Team:ATOMS-Turkiye/Notebook
From 2014.igem.org
Testing
To check our cell’s transformation efficiency 5 bacteria plates are transformed with different concentrated plasmids(0,5-5-10-20-50 pg/µl)
There was no bacteria mass on plates,this results refer that our bacterias are not good enough foe engineering
Then we prepared new competent cells for our Project and we ordered our primers .
The ordered primers were taken this week.
We would produce our biobricks, but the result was not like we expected after electrophoresis. Then we made colony PCR and again do it for SOD and GPX. After this, we did digestion and also pTRE vector .
We prepared 14 pieces agar plates.
Plasmid isolation we did and gradient for PLAT and the optimal temparature was 62.4°. Therefore we did gel extraction for 1500-2000 bp bands.
Prepared liquid culture for DH5α and Neb10 E.Coli streamsfor obtaining competent cell.

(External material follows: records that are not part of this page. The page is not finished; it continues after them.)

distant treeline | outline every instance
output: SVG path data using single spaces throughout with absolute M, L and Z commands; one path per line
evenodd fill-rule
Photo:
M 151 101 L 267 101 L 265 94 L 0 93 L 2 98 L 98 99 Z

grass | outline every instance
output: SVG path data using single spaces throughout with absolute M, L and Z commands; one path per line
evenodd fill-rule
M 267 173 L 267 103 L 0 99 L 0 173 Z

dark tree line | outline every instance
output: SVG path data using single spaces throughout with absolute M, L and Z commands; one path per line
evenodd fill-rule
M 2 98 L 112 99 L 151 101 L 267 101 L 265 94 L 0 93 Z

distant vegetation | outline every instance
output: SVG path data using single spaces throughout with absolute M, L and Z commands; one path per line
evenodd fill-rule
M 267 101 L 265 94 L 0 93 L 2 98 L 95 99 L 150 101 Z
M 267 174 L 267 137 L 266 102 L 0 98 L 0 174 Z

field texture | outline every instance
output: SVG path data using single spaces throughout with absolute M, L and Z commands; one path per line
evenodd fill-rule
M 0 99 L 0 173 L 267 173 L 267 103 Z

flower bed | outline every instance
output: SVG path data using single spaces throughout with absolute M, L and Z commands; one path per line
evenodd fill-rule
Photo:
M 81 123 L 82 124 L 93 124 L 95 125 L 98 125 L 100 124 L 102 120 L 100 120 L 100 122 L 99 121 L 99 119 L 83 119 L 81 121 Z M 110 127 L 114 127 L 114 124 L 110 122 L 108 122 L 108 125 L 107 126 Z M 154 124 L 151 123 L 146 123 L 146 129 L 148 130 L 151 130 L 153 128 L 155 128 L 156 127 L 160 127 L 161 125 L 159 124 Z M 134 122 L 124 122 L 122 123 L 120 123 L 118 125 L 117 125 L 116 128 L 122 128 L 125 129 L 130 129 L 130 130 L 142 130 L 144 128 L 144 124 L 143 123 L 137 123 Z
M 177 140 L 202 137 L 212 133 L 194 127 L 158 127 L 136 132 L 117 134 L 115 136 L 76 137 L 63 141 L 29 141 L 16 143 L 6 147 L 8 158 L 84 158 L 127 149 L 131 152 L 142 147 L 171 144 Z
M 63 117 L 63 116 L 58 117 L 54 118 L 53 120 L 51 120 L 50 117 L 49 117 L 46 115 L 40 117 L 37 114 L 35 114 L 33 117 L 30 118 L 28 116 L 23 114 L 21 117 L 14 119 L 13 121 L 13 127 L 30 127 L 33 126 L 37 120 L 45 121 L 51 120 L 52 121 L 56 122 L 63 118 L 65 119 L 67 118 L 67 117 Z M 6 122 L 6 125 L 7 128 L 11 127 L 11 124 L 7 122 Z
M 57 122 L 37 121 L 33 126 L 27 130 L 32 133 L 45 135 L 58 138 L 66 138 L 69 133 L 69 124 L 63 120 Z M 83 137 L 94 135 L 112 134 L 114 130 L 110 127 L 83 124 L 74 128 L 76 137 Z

Replaced grown cultures into 200 ml LB solution.
We did transformation efficiency for PLAT,SOD and GPX.
Gel extraction applied for PLAT and ligated with s3335(GFP) and after that transformed into our bacterias for cloning.
Therefore we digested pTRE , GPX , and SOD with EcoRI and SpeI.
We made colony pcr for plat
This week we digested BBa_K823012, psB1C3 (EcoRI and SpeI) and BBa_E0240 with XpaI and PstI and after that we did ligation psB1C3 with other our inserts, then transformation as usual.
We found a new biobrick for our Project and we digested it, ODD and pTet-off with SalI.
Ligation pTet-off and ODD
This week we tried our antibiotics and experienced our Kanamycin was broken . So we offered new one.
We digested Plat and iGEM vector(s3335) again and later ligated them.
• Transformation optimisation was made with 8 samples and we got this results.
• ODD,colony pcr was made.
• PLAT-pTRE, PLAT-iGEM cut check was made also.In PLAT-pTRE cut check, we used SpeI and XbaI but we saw some bands that unnecessary.
• And also in PLAT-iGEM cut check we digested with BamHI. We saw 2 bands in electroforesis but they were not match with theoretical bands.
We made a general meeting.Decisions are below:
1. We hadn’t a Project name.
2. We hadn’t a Project scheme,Wiki,design.
3. We had to share our experiments and lab experience via Facebook,Twitter.
4. After our meeting we found our Project name:CHANGE OF HEART
• We started measurement Interlab study
• Initially, we did measurement B study. Two colonies were picked from measurement B plate. One of them is red, so RFP, the other one is colorless colony. This colonies were put to 5 ml LB broth with chlo. And waited for growing.(16 hours)
• Digestion, Measurement Interlab Study
Part 1:BBa_J23101(promoter) cut with EcoRI and SpeI.
Part 2: BBa_E0240 (GFP reporter) cut with XbaI and PstI.
Incubated them 30 mins and then 80° for 20 mnts.
Part 1 obtained from 2013 d. Kit plate 1 20k
Part 2 was old sample.
Result: Because of gene concentration and quality low, cut check didn’t Show up on monitoring after electrophoresis.
Decision: Before digestion, cloning genes via transformation is required.
SOD and psB1C3 measured efficiency of gel extraction kit and didn’t get require results. So we did electrophoresis again and examine our bands but they were too tiny. We didn’t get any result unfortunately.
Measurement Interlab study A
Transformation of J23101 and E0240 taken from plates.
After 16 hours the colonies begin seeing in part 2 plate. But the other plate was empty untill 20 hours passed.
Decision: Transformation was execuated again for part 1 plate. Additionally in case of we get result, these two parts would be taken from distribution kit and cut again.
GPX-iGEM vector dig-lig-trans.
Transformation
1.Competent cells stays in 10 min in ice.
2. 10 µl Dna +50 µl competent
3. 30 minutes in 37 °C waited
4. 2,5 mins in ice again
5. Incubate
Briefly, we couldn’t see any colony in plates and we returned start line.
• Sod-1, PCR(6 samples)
We also did Western Blot (15% SDS page).
For 1 mini gel
• SOD-1 and GPX -1 ,our transfection samples PCR.
We thought our samples was good but result of this experiment we started our experiments from the rough
We produced all of our genes.
Result: ODD and PLAT samples were correct.But GPX and SOD were not that we expected.